Peptide receptor radionuclide therapy (PRRT) is an emerging approach for patients with unresectable or metastatic
tumors. Our previously optimized
RGD peptide (3PRGD2) has excellent targeting specificity for a variety of
integrin αvβ3/αvβ5-positive
tumors and has been labeled with the therapeutic
radionuclide [177Lu]LuCl3 for
targeted radiotherapy of
tumors. However, the rapid clearance of [177Lu]Lu-
DOTA-3PRGD2 (177Lu-3PRGD2) in vivo requires two doses of 111 MBq/3 mCi to achieve effective
tumor suppression, limiting its further clinical application.
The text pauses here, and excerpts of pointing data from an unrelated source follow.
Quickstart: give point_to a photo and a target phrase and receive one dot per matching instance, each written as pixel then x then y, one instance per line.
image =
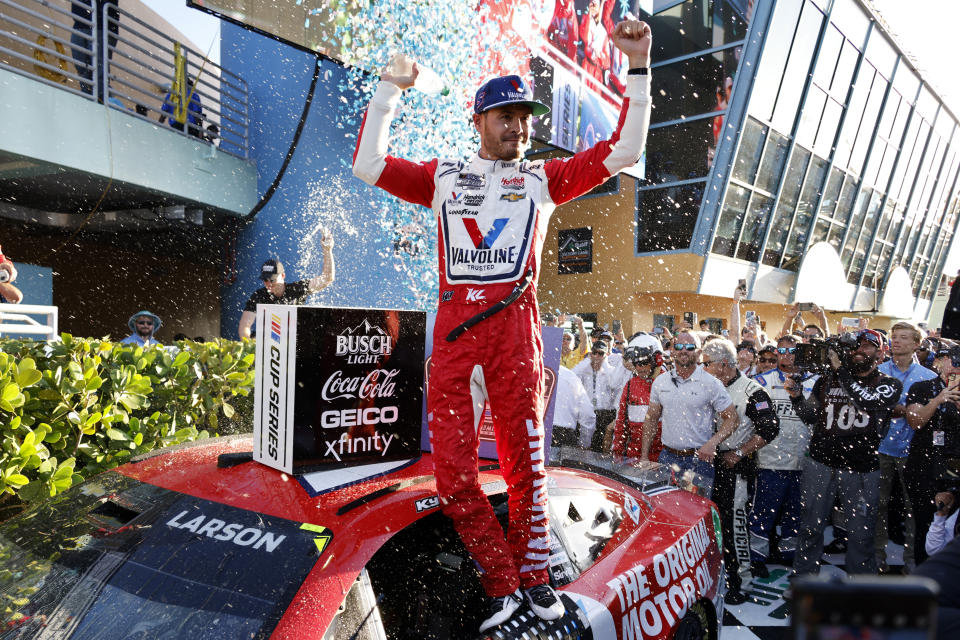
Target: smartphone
pixel 864 607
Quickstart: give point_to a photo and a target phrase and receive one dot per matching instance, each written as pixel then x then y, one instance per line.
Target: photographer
pixel 849 412
pixel 932 412
pixel 8 273
pixel 944 527
pixel 735 464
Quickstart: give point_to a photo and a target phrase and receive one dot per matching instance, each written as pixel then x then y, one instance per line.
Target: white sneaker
pixel 544 602
pixel 501 610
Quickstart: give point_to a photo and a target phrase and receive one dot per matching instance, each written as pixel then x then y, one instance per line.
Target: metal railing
pixel 115 57
pixel 16 319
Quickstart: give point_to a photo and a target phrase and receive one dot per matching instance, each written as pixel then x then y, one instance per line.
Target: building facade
pixel 777 126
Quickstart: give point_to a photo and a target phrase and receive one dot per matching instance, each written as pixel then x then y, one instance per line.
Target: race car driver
pixel 492 213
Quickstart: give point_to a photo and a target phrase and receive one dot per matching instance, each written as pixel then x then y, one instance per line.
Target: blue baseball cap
pixel 505 90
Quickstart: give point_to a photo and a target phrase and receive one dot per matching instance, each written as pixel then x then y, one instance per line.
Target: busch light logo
pixel 275 328
pixel 364 343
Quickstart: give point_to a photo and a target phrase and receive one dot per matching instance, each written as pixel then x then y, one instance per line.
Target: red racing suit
pixel 491 222
pixel 628 432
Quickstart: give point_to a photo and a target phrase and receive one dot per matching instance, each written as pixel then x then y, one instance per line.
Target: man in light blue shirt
pixel 905 339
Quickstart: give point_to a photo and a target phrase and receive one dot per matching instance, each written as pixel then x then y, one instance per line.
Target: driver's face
pixel 504 131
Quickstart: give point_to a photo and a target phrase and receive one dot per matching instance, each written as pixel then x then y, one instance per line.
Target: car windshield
pixel 644 475
pixel 116 558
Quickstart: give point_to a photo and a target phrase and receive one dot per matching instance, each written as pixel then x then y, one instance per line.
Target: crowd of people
pixel 789 435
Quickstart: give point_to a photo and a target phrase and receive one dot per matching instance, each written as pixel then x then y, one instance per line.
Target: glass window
pixel 845 203
pixel 881 53
pixel 787 205
pixel 754 225
pixel 844 73
pixel 695 25
pixel 679 151
pixel 851 121
pixel 835 237
pixel 666 217
pixel 827 59
pixel 899 177
pixel 851 19
pixel 734 207
pixel 808 198
pixel 820 231
pixel 693 86
pixel 906 83
pixel 810 117
pixel 798 68
pixel 774 157
pixel 776 48
pixel 831 193
pixel 828 127
pixel 751 148
pixel 868 123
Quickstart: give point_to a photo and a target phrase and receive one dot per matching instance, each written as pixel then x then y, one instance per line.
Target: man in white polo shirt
pixel 685 400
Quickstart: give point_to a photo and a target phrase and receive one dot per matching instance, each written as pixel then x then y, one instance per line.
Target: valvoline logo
pixel 275 328
pixel 484 241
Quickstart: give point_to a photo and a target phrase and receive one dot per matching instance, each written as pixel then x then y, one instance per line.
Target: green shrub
pixel 71 409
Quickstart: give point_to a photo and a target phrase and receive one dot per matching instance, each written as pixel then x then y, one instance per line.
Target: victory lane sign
pixel 337 387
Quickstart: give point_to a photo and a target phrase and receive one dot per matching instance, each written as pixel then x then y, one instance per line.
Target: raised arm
pixel 407 180
pixel 569 178
pixel 326 278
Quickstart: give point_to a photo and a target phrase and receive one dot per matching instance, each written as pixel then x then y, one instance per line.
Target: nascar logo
pixel 275 328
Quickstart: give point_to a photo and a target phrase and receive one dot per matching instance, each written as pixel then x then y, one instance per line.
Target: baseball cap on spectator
pixel 871 336
pixel 271 269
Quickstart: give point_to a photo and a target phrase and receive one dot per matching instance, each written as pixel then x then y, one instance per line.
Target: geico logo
pixel 356 417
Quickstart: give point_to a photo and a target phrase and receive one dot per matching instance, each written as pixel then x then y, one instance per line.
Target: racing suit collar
pixel 482 165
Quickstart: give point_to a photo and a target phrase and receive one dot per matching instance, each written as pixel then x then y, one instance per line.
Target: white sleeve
pixel 374 137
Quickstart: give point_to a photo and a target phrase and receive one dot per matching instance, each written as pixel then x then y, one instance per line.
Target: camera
pixel 815 356
pixel 862 607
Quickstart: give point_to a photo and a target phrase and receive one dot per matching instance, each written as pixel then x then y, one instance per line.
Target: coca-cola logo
pixel 379 383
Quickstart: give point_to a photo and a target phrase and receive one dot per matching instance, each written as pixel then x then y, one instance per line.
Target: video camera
pixel 815 356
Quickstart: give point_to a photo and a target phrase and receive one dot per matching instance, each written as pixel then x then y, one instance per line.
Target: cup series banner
pixel 337 387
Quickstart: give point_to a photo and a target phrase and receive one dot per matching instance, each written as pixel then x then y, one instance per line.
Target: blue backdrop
pixel 318 187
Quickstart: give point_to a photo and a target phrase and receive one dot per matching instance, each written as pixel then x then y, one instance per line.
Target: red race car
pixel 202 542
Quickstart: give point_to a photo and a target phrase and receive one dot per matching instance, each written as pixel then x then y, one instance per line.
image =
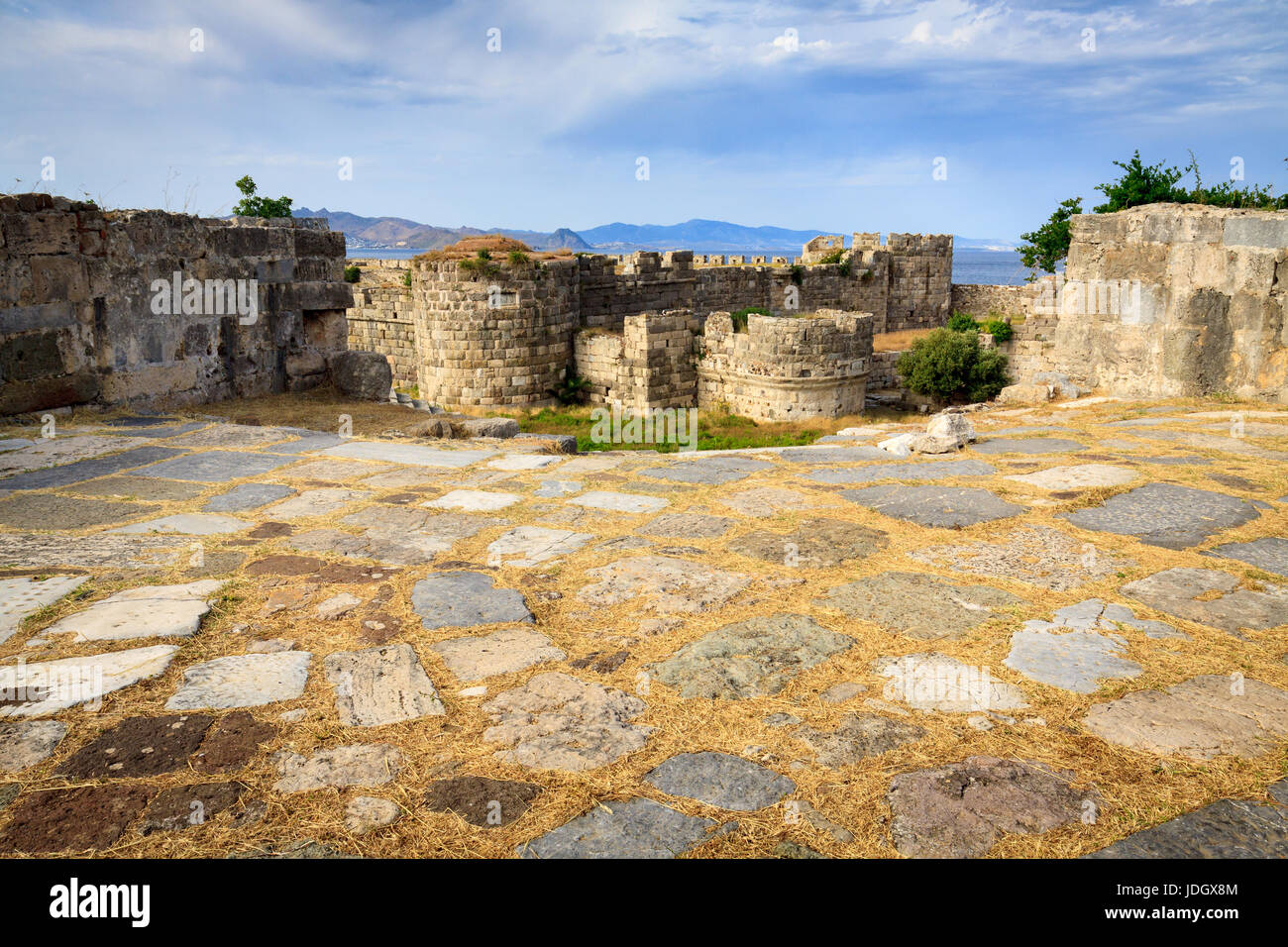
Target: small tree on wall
pixel 252 205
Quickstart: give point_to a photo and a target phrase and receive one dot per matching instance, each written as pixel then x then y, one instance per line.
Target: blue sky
pixel 837 125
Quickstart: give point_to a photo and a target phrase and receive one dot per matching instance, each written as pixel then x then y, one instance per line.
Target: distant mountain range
pixel 699 236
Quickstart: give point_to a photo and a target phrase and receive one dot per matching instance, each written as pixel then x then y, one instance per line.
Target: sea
pixel 995 266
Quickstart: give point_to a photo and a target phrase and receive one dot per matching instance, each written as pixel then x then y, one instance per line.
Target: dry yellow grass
pixel 1138 789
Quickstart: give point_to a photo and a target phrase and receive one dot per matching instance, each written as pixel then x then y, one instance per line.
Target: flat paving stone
pixel 635 828
pixel 962 809
pixel 720 780
pixel 750 659
pixel 413 455
pixel 666 583
pixel 54 512
pixel 711 471
pixel 224 434
pixel 833 455
pixel 941 684
pixel 917 605
pixel 188 525
pixel 812 544
pixel 1269 553
pixel 524 547
pixel 1199 718
pixel 473 500
pixel 214 467
pixel 151 611
pixel 82 471
pixel 771 501
pixel 552 488
pixel 187 806
pixel 89 818
pixel 232 744
pixel 934 506
pixel 1166 514
pixel 1227 828
pixel 46 686
pixel 314 502
pixel 618 502
pixel 334 471
pixel 356 764
pixel 309 444
pixel 24 595
pixel 1072 660
pixel 480 800
pixel 501 652
pixel 858 737
pixel 24 744
pixel 381 685
pixel 927 471
pixel 246 496
pixel 1211 598
pixel 1077 476
pixel 559 722
pixel 1034 554
pixel 463 599
pixel 1028 445
pixel 138 746
pixel 243 681
pixel 519 463
pixel 149 488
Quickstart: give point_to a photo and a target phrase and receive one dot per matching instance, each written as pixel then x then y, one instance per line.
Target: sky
pixel 940 116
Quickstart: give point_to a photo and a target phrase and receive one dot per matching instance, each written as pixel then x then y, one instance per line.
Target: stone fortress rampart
pixel 652 329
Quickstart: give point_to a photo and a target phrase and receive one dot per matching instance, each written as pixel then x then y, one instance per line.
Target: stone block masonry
pixel 80 322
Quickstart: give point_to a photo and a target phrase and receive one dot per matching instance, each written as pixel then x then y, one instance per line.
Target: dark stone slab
pixel 1166 514
pixel 1269 553
pixel 188 806
pixel 53 512
pixel 88 470
pixel 215 467
pixel 460 599
pixel 720 779
pixel 636 828
pixel 833 455
pixel 91 817
pixel 138 746
pixel 1228 828
pixel 934 506
pixel 927 471
pixel 1028 445
pixel 722 470
pixel 246 496
pixel 480 800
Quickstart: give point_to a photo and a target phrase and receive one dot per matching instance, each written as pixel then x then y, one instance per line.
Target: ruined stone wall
pixel 497 337
pixel 380 318
pixel 983 300
pixel 1202 303
pixel 77 320
pixel 786 368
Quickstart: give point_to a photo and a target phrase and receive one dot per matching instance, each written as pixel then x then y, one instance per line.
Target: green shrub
pixel 250 205
pixel 951 367
pixel 739 318
pixel 1000 330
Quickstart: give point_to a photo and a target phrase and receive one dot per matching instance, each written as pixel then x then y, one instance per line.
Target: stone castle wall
pixel 906 283
pixel 77 320
pixel 1171 300
pixel 380 318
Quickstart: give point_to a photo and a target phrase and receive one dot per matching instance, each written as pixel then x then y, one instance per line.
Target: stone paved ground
pixel 246 639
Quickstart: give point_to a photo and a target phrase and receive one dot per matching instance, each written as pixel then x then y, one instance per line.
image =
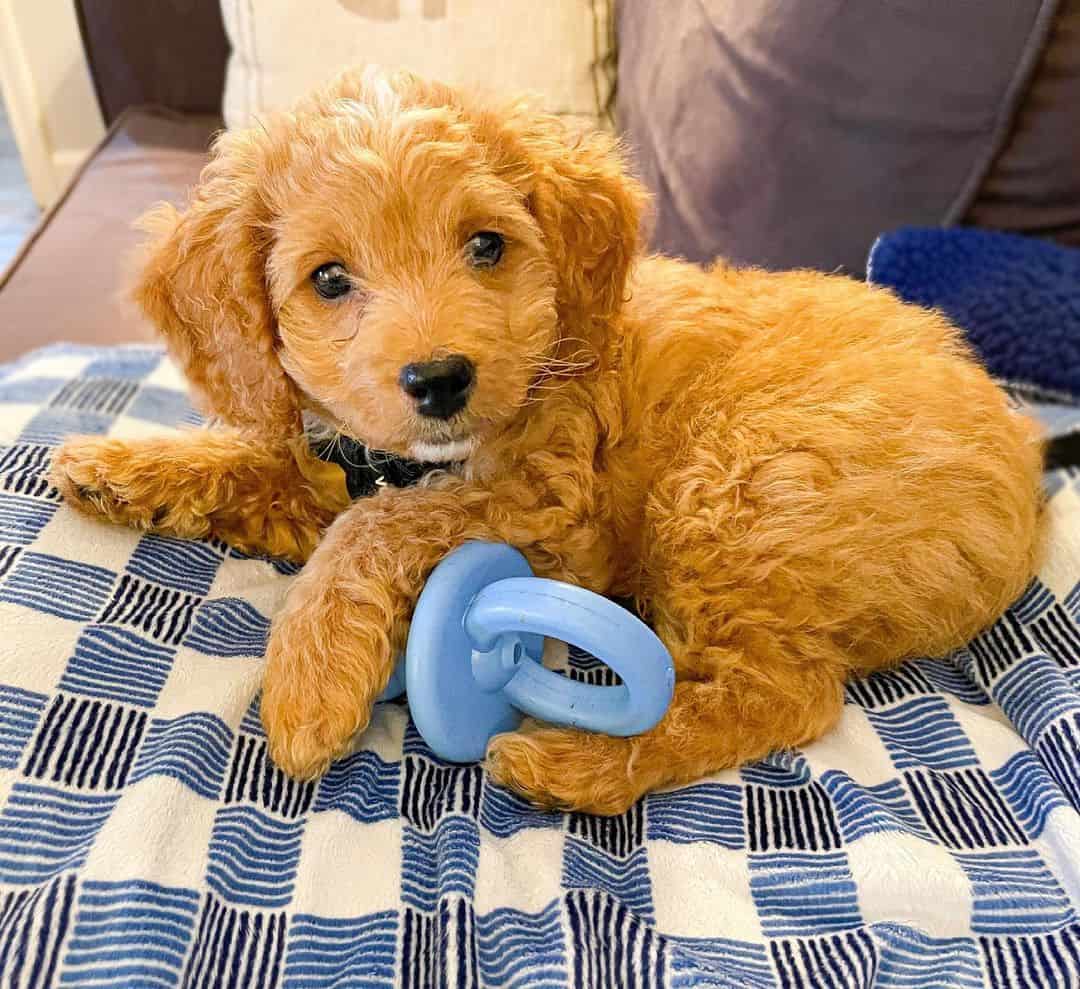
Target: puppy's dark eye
pixel 332 281
pixel 484 249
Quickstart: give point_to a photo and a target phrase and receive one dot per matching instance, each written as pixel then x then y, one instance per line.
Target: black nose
pixel 441 388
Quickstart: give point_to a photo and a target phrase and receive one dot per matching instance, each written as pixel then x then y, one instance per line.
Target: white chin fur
pixel 443 452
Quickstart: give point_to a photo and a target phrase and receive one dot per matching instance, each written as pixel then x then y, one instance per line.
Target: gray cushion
pixel 790 133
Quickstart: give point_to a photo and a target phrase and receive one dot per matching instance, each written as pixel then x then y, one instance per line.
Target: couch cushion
pixel 281 50
pixel 67 282
pixel 792 134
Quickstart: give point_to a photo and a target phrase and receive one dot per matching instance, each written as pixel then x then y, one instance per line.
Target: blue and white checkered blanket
pixel 933 839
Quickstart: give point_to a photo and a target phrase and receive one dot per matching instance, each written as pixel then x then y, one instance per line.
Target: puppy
pixel 797 477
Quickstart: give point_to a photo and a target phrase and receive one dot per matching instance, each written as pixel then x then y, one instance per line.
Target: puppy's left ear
pixel 590 211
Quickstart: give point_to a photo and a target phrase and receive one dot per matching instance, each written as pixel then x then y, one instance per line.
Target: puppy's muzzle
pixel 439 388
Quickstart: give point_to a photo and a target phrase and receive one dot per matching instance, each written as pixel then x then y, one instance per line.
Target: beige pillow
pixel 556 49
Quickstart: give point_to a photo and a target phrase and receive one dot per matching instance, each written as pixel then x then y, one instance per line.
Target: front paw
pixel 99 476
pixel 321 682
pixel 565 769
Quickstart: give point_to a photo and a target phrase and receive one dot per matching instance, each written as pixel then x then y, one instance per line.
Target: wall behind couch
pixel 48 91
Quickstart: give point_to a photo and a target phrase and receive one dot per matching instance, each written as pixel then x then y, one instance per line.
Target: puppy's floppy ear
pixel 590 212
pixel 202 282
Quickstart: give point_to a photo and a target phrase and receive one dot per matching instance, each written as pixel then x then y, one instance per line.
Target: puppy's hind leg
pixel 258 497
pixel 715 723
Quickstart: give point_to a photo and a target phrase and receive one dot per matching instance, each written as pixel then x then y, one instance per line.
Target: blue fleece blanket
pixel 1016 298
pixel 933 839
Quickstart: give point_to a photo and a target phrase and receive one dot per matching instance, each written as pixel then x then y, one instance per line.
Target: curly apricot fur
pixel 796 476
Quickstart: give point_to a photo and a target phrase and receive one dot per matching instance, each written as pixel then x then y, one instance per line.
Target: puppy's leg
pixel 256 496
pixel 334 645
pixel 740 715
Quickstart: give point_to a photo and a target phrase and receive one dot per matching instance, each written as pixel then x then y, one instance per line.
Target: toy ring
pixel 472 665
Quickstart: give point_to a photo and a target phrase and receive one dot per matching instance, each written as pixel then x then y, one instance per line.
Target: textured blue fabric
pixel 147 840
pixel 1016 298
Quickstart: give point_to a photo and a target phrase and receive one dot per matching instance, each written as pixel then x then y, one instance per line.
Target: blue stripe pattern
pixel 963 809
pixel 626 880
pixel 19 710
pixel 358 951
pixel 923 731
pixel 436 865
pixel 838 962
pixel 176 563
pixel 162 405
pixel 23 518
pixel 228 627
pixel 867 810
pixel 801 893
pixel 53 425
pixel 1048 961
pixel 130 362
pixel 946 678
pixel 235 894
pixel 1014 893
pixel 610 945
pixel 130 933
pixel 192 748
pixel 362 786
pixel 1060 752
pixel 718 961
pixel 909 959
pixel 1029 790
pixel 44 831
pixel 253 857
pixel 62 587
pixel 1034 694
pixel 707 812
pixel 518 949
pixel 117 663
pixel 34 922
pixel 503 813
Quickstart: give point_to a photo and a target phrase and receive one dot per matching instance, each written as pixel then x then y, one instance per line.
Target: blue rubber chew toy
pixel 472 665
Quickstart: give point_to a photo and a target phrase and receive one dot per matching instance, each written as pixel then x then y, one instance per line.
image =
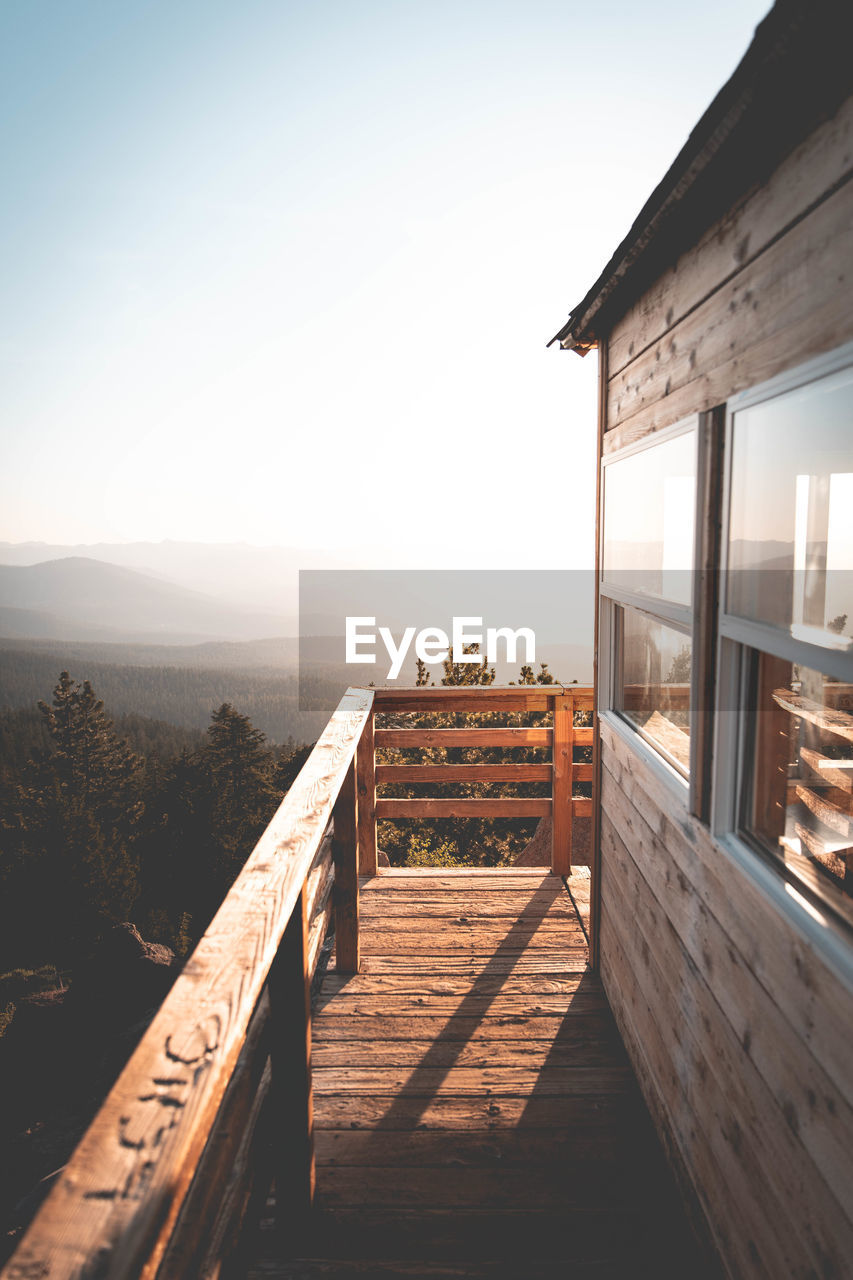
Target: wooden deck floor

Albumin binders have been attached to drugs to facilitate binding to
albumin in vivo to prolong the
drug half-life in plasma and obtain long-term effects. In this study, we modified 3PRGD2 with
albumin-binding
palmitic acid (Palm-3PRGD2) and then radiolabeled Palm-3PRGD2 with 177Lu. [177Lu]Lu-
DOTA-Palm-3PRGD2 (177Lu-Palm-3PRGD2) retained a specific binding affinity for
integrin αvβ3/αvβ5, with an IC50 value of 5.13 ± 1.16 nM. Compared with
177Lu-3PRGD2, the 177Lu-Palm-3PRGD2 circulation time in blood was more than 6 times longer (slow half-life: 73.42 min versus 11.81 min), and the
tumor uptake increased more than fivefold (21.34 ± 4.65 %IA/g and 4.11 ± 0.70 %IA/g at 12 h post-injection). Thus, the significant increase in
tumor uptake and
tumor retention resulted in enhanced efficacy of
targeted radiotherapy, and
tumor growth was completely inhibited by a single and relatively lowdose of 18.5 MBq/0.5 mCi. Thus, 177Lu-Palm-3PRGD2 shows great potential for clinical application.